This is a significant year for Black History Month. 2013 is the 50th Anniversary of the March on Washington and the 150th anniversary of the Emancipation Proclamation. Looking at the historical context of those two major events and looking at our nation today, it is easy to see that we have made substantial progress as a nation. Sadly, we still have far to go.
This month is set aside to celebrate the substantial accomplishments of African Americans and to look at the cultural and political history of the African-American experience. Here at TSM we’ll take some time to celebrate more individuals who have made great contributions to social justice as pioneers, activists, and role models. Although it is wonderful to have many people to celebrate, the list of “African-American Firsts” still has many gaps; distressingly, many of these firsts have happened in just the past decade — many are still first-and-only accomplishments.
Equality is still just a dream when nearly 13% of the people in our country identify as African American and far fewer than this are represented in most walks of life. Sadly, the places where African Americans are over-represented include poverty, dropouts, and incarceration, further evidence that institutionalized oppression still plays a major role in how things work in America. In states like Alabama, blacks that are or were incarcerated lose their right to vote for the rest of their lives–so much for the 14th Amendment.
Until leadership — political and economic (what I call the dominant discourse) — in this country is truly representational, it will be hard to overcome these facts.
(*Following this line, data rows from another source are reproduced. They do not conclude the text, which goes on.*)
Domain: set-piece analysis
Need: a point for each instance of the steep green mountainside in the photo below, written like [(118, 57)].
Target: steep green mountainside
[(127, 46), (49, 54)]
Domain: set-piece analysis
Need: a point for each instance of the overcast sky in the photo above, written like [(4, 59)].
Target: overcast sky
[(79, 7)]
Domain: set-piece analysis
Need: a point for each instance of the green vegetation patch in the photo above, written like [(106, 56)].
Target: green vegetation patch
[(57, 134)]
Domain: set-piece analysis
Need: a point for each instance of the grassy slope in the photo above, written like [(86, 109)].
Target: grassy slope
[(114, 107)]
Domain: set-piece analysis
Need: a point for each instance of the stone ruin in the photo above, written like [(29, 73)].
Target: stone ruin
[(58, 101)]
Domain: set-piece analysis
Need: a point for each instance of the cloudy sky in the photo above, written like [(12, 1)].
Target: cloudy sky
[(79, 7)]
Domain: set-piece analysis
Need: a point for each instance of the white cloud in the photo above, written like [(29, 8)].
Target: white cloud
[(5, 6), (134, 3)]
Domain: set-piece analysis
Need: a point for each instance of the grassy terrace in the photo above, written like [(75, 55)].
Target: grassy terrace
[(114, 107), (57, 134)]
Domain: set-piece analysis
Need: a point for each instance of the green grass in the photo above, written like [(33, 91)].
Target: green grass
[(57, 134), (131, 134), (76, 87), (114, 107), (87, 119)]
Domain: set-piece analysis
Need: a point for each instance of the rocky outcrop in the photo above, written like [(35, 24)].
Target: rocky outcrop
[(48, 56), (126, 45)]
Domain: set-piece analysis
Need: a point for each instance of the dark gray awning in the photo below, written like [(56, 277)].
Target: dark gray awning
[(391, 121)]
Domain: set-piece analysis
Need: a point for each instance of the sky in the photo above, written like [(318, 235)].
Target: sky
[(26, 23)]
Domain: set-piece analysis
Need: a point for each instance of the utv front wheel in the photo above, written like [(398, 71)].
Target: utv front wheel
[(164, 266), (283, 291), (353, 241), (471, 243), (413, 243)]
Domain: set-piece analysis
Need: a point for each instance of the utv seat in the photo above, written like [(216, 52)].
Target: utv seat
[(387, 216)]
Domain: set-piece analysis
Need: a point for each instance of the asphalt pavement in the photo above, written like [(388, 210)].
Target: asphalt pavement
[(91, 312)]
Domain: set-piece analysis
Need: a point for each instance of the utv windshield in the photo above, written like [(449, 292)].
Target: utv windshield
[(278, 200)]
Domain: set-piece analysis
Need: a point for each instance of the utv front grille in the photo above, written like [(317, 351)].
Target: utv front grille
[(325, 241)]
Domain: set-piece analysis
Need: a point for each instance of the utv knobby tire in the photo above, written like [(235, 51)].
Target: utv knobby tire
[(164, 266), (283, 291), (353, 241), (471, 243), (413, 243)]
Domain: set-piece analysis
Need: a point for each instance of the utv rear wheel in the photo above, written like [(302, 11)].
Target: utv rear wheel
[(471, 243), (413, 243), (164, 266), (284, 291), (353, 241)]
Progress is slow. Even with the most diverse Congress ever, fewer than 10% of the House is African American. In the Senate, this month will see the first time ever that two African Americans serve that body, and that 2% representation was entirely appointed, not elected.
I would love to see a point in history when we don’t need Black History, Women’s History, or LGBT History Months. I don’t see that happening until we have a level playing field, which would require eradicating racism, misogyny, and homophobia. This also means we see accurate representation in history books of Blacks, Women, and LGBT folk.
For now, there is still much to celebrate. Let’s kick off Black History Month in this historic year with an eye to so many wonderful accomplishments. Let inspiration drive hope to fuel more success.